Laura and her husband, Peter, have three children – Vivian 9, Anthony 6 and Lily 3. Overnight their seemingly perfect family was thrown into turmoil in the face of an unexpected crisis.
The family had a comfortable life in Melbourne. Peter ran his own business as an engineer and Laura was a qualified researcher. They had lived and worked in Europe for a couple of years and since returning to Australia, Laura decided to take time for further study while caring for their children.
One day Peter suddenly felt sick. In hospital, Laura learned that he was having a stroke. She recalls her shock, Peter was only 45 years old, he was “super fit, cycled to work every day, barely drank anything, never smoked”. Peter had some complications that affected his brain, sight and mobility and a few months later he returned home in a wheelchair and legally blind.

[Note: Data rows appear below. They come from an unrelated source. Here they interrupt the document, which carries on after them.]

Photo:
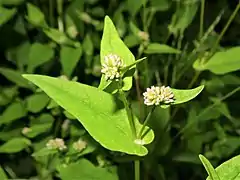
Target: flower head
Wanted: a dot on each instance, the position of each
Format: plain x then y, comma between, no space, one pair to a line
26,130
79,145
156,95
112,66
57,143
143,35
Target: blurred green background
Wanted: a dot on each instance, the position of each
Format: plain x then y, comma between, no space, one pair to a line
61,38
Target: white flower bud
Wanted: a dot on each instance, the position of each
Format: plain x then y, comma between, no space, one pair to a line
157,95
57,143
26,130
79,145
111,67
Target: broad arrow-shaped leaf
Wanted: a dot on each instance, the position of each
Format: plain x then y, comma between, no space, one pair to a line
97,111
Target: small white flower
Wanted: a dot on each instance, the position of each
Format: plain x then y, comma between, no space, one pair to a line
56,143
111,67
79,145
168,94
26,130
143,35
156,95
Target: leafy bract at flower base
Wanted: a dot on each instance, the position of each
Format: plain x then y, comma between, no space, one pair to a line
98,112
112,44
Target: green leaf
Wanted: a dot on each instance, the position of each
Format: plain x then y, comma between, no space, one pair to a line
44,152
184,95
7,94
221,62
85,170
38,55
3,176
111,43
44,118
60,37
11,2
106,124
35,16
155,48
14,111
36,102
15,76
160,5
35,130
229,170
6,14
15,145
209,168
132,40
69,57
71,28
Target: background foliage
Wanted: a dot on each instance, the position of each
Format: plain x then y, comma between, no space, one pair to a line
62,39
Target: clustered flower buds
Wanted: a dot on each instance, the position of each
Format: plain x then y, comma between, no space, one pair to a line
79,145
156,95
143,35
26,130
57,143
112,66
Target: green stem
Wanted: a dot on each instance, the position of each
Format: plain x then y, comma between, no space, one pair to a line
145,123
201,18
60,13
137,169
129,113
225,28
51,13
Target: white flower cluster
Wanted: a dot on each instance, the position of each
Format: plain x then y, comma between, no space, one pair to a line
79,145
111,67
156,95
56,143
26,130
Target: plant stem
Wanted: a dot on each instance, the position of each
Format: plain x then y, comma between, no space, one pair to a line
145,122
201,18
137,169
129,113
225,27
51,13
60,13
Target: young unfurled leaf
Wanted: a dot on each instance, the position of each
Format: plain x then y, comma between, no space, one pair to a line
35,130
97,111
184,95
229,170
15,76
35,16
36,102
155,48
14,111
209,168
6,14
221,62
15,145
112,44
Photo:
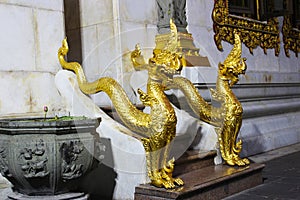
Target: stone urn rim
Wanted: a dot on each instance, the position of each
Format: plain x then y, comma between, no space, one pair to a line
58,125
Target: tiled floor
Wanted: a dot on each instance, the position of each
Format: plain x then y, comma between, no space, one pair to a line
281,180
281,177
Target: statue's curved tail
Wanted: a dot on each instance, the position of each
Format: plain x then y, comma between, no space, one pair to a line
200,107
135,119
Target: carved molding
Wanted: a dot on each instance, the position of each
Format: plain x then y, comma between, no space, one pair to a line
253,33
291,37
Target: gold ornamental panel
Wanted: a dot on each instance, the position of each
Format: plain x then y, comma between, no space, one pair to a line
253,33
291,37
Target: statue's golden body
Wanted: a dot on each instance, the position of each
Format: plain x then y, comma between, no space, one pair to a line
158,127
227,118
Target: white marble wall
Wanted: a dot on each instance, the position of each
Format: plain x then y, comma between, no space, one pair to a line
31,33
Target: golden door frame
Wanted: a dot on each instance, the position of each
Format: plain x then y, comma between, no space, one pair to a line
253,33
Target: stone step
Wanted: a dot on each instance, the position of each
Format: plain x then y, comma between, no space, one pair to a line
193,160
211,182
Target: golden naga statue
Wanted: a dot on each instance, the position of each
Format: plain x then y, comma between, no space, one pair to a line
227,118
158,127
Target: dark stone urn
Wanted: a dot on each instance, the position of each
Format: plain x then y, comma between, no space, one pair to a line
47,159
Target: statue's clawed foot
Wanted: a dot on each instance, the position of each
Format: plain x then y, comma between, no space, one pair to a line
242,161
236,160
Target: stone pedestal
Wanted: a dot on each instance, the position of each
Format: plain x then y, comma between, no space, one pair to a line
185,46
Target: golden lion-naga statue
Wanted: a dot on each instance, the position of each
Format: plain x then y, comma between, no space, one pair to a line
227,118
158,127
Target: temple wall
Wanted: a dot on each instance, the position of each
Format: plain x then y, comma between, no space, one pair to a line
31,33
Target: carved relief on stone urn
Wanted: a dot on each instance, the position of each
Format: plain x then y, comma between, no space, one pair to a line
47,157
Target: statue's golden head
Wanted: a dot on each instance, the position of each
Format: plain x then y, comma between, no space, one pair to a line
232,72
234,65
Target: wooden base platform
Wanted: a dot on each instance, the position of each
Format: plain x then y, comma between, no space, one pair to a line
209,182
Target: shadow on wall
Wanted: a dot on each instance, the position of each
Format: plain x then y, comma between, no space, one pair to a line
100,183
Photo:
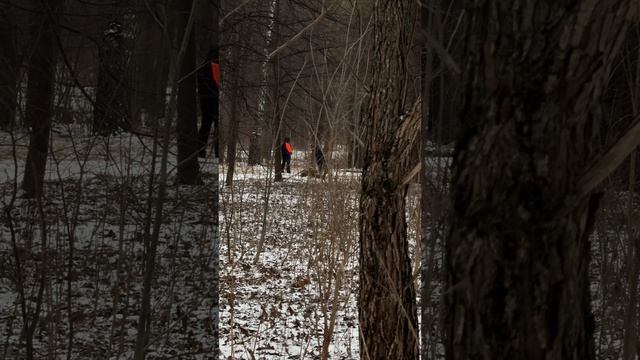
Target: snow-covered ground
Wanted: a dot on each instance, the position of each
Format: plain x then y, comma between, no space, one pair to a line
102,220
302,291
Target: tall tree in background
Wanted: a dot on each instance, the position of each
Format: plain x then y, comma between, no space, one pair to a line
39,108
387,309
111,110
187,125
150,71
8,68
518,248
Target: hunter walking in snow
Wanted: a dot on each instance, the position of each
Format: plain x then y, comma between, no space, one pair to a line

Laura then began the uphill ‘battle’ to ensure Peter would get the support he needed. From figuring out assistance to acquire wheelchairs, to adapting her house to her husband’s new needs, there were so many changes which all involved navigating different services and rules. Their lives went from living on a comfortable income with no debt other than the mortgage to depending on a disability pension and carer allowance to support a family of five. The financial shock was felt immediately by Laura and her family. Peter was a migrant with only a few years of residency in Australia and therefore didn’t have much superannuation. Nor did he have income protection or any form of disability insurance.
“I’d sit there looking at the spreadsheet and would say, ‘I cannot get these months out of the red, how is this going to work out? I never really felt in control and I never really felt I was getting anywhere nor going to get ahead ever… just keeping our heads above water. I suppose I just tried to juggle it,” said Laura.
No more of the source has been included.